As the Fed navigates a minefield of inflation uncertainty and the specter of Trump's policy shake-up, they're poised to keep interest rates steady while hoping for a miracle that brings inflation back to its 2% target—because who doesn't love a good economic cliffhanger?
Fed officials at December meeting saw new inflation risks around Trump policies The Federal Reserve building in Washington, U.S., January 26, 2022. REUTERS/Joshua Roberts/File Photo

  • Officials still expected inflation to decline toward 2% target
  • Uncertainty about Trump policies clouds economic outlook
  • Investors expect Fed to hold rates steady later this month

By Howard Schneider

"Participants expected that inflation would continue to move toward 2%, although they noted that recent higher-than-expected readings on inflation, and the effects of potential changes in trade and immigration policy, suggested that the process could take longer than previously anticipated," the minutes said of the discussions around the Fed's decision last month to cut its benchmark policy rate by a quarter of a percentage point.

"Several observed that the disinflationary process may have stalled temporarily or noted the risk that it could."

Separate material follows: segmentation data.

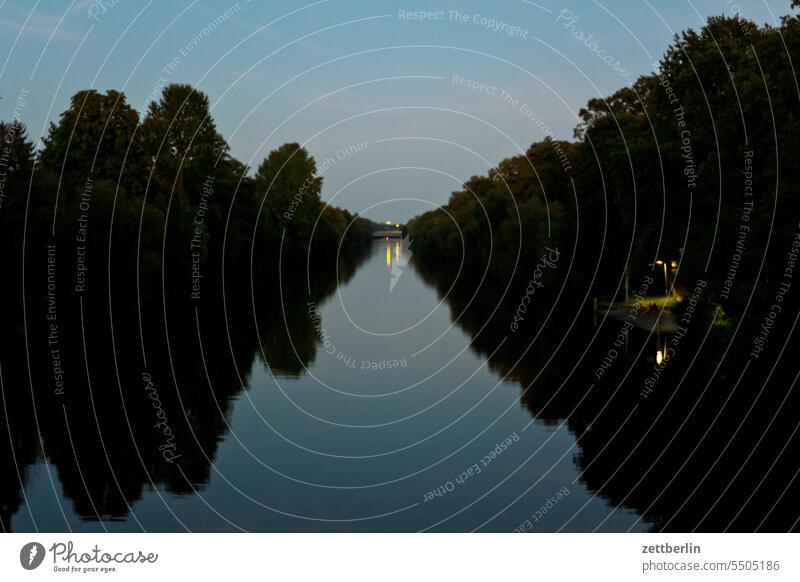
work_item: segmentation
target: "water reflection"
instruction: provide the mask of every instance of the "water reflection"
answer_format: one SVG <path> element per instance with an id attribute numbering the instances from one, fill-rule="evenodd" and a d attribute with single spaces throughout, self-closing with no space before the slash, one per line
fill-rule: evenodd
<path id="1" fill-rule="evenodd" d="M 416 266 L 448 293 L 453 274 Z M 721 341 L 719 327 L 697 323 L 671 333 L 656 326 L 625 335 L 623 356 L 598 379 L 596 368 L 618 345 L 619 321 L 596 326 L 584 297 L 556 302 L 545 294 L 527 334 L 508 341 L 504 324 L 516 305 L 495 311 L 500 292 L 476 293 L 473 280 L 463 277 L 447 294 L 458 324 L 493 370 L 519 382 L 537 419 L 569 426 L 580 480 L 616 511 L 634 509 L 653 530 L 798 528 L 798 397 L 774 381 L 794 377 L 791 361 L 745 365 L 749 346 Z M 570 325 L 575 314 L 585 317 Z M 694 320 L 712 317 L 695 313 Z M 783 333 L 779 341 L 790 341 Z M 579 511 L 566 525 L 585 518 Z M 607 517 L 595 526 L 604 524 Z"/>
<path id="2" fill-rule="evenodd" d="M 47 295 L 31 291 L 47 287 L 32 277 L 27 348 L 22 321 L 2 328 L 0 525 L 511 531 L 568 491 L 535 529 L 796 527 L 796 397 L 709 384 L 714 337 L 689 334 L 665 358 L 670 334 L 636 330 L 598 380 L 619 322 L 595 327 L 580 297 L 550 310 L 541 295 L 548 309 L 509 337 L 516 306 L 498 290 L 403 271 L 399 241 L 370 253 L 310 285 L 286 276 L 281 293 L 268 274 L 251 294 L 249 273 L 228 273 L 226 295 L 197 306 L 176 292 L 140 313 L 127 281 L 65 292 L 63 395 Z M 21 294 L 4 293 L 22 313 Z M 738 377 L 731 362 L 723 379 Z"/>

The minutes described the December rate cut by the policy-setting Federal Open Market Committee as "finely balanced," with some participants noting the "merits" of not reducing borrowing costs in light of what some see as stalled progress in lowering inflation.

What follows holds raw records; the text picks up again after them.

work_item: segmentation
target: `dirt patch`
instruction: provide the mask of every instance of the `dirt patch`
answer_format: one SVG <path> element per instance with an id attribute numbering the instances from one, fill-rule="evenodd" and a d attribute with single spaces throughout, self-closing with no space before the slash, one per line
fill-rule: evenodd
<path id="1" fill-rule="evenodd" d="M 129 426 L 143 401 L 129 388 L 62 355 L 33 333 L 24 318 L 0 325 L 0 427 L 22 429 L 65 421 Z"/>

Given the uncertainty ahead and the full percentage point of reductions already made to the benchmark interest rate in 2024, "participants indicated that the Committee was at or near the point at which it would be appropriate to slow the pace of policy easing," the minutes said. "Most participants remarked that ... the Committee could take a careful approach in considering" further cuts.

After the release of the minutes, interest rate futures markets continued to reflect bets that the Fed would keep its policy rate steady in the current 4.25%-4.50% range at its next couple of meetings, with the first reduction coming in May at the earliest, and the odds of a second cut in 2025 only at 50%.

The minutes showed policymakers facing a suddenly tangled set of new influences on an economy that starts the year with relatively low unemployment, strong growth, and inflation that remains above the Fed's 2% target but is expected to decline.

Fed staff "highlighted the difficulty" of gaming out what lay ahead from an incoming administration that has promised to deport undocumented immigrants, tighten the borders, and raise taxes on imported goods - but said it could lead to slower growth and higher unemployment.

"After incorporating the recent data and preliminary placeholder assumptions about potential policy changes, real GDP growth was projected to be slightly lower than in the previous baseline forecast, and the unemployment rate was expected to be a bit higher," the minutes said of staff assessments of the policies that President-elect Donald Trump's return to power on 20 January may usher in.

Along with higher tariffs, volatile trade relations, and tough immigration rules, Trump has also pledged looser regulations on business and tax cuts.

Policymakers say it will take time to determine the net impact of those policies on growth, jobs and inflation.